Hundreds of Pakistan’s legislators face being barred from contesting upcoming elections. The country’s election commission is poised to declare them ineligible, on the grounds that they submitted fake degrees to prove their eligibility to run in the 2008 elections.

That year, having a degree was a precondition for contesting elections. Articles 62 and 63 of the constitution barred liars, cheats and defaulters from holding public office.

There has been an outcry among all political parties who have fake degree-holders in their ranks, paving the way for the opposition and government to unite and argue that the issue is no longer relevant, after a 2010 amendment to election laws ended the requirement of graduation to stand for election.

But the Election Commission of Pakistan, or ECP, maintains that politicians who pretended in the 2008 elections to have genuine degrees are not eligible to participate in the polls this year under the constitutional articles 62 and 63.

The ECP believes that nearly 2,000 of the 9,000 politicians who stood for election in 2008 submitted fake degrees, and that they should be barred from contesting future polls.

“After the 2010 order of the Supreme Court, the Higher Education Commission (HEC) started verification of the degrees of only elected candidates. Nobody bothered about out-of-parliamentary cheats and liars who are now ready to contest the 2013 polls,” an ECP officer who did not wish to be named told University World News.

Also, the degrees of 206 members of parliament still await verification and the number of fake-degree holding MPs could shock the world, he said.

By 2011, the HEC had declared 58 lawmakers to be in possession of fake degrees. Those politicians resigned to avoid legal action and by-elections were held to fill their vacant seats.

But the process of verification has since ground to a halt, as the remaining legislators did not provide their original documents for verification and the election commission failed to cooperate further with the HEC because of political pressures.

But now the new ECP chief Fakhruddin Ibrahim has announced the intention not to bow to political pressure and to oust those “who cheated the nation”. Now he has come under strong criticism for declaring 27 candidates who have been found to have fake degrees, eligible for election.

Ibrahim maintains that those politicians have provided evidence from universities supporting the validity of their degrees – but last week HEC Chair Javaid Laghari insisted that verification of those degrees must be through the HEC.

Laghari told University World News that although it was none of the commission’s business who ran for election, “only the HEC is authorised to investigate the authenticity of university degrees”.

Former HEC chair Atta-ur-Rahman, who is now president of the Pakistan Academy of Sciences, told University World News: “In light of the Peoples’ Representation Act and the Supreme Court’s 2010 decision, the ECP should have initiated criminal proceedings against those MPs found to have fake degrees.

“And besides other punishments, as per law they all should have been declared ineligible to run in the polls.”

A senior member of the HEC told University World News that verifying the originality of any bachelor degree “is not an uphill task, even if the bogus degree has a back-up record in any university.
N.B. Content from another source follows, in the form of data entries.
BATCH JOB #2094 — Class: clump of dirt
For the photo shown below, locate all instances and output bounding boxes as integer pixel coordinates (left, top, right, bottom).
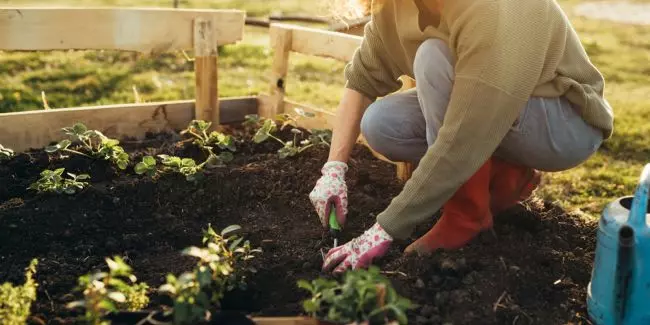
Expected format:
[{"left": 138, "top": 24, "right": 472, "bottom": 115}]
[{"left": 0, "top": 127, "right": 597, "bottom": 325}]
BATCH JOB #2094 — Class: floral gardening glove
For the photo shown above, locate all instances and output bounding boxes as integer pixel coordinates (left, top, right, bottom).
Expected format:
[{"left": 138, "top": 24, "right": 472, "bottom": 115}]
[
  {"left": 322, "top": 223, "right": 393, "bottom": 273},
  {"left": 309, "top": 161, "right": 348, "bottom": 228}
]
Some MPs managed to get near-genuine degrees in connivance with some corrupt officials of some universities, but there is a simple way to ascertain that.

"The intermediate and matriculation certificates that people have to provide to take graduation exams could be checked. Many MPs became graduates without doing intermediate and matriculation.”

On 23 January the National Assembly’s standing committee approved an HEC amendment bill aiming at reducing the term of the chair and the commission’s autonomy. The bill, to be tabled in parliament, has been widely criticised and declared an attempt to sabotage the degrees verification process.

Atta-ur-Rahman told University World News that politicians wanted to destroy the HEC as it was not capitulating to their demands to let the fake degree issue disappear. By doing so, they would destroy Pakistan’s higher education system.

Last week Sindh province – where the national ruling party, the PPP, is in power – created its own HEC and maintains that the federal commission can no longer initiate the verification of the degrees of MPs from that province.

But fast-moving developments and mounting public pressure paved the way for a meeting of top guns from government, the ECP and the HEC last Thursday.

The 28 February meeting agreed that the process of degree verification would continue, with the HEC being the coordinating institution between universities and the election commission. The ECP aims to complete the process by 16 March.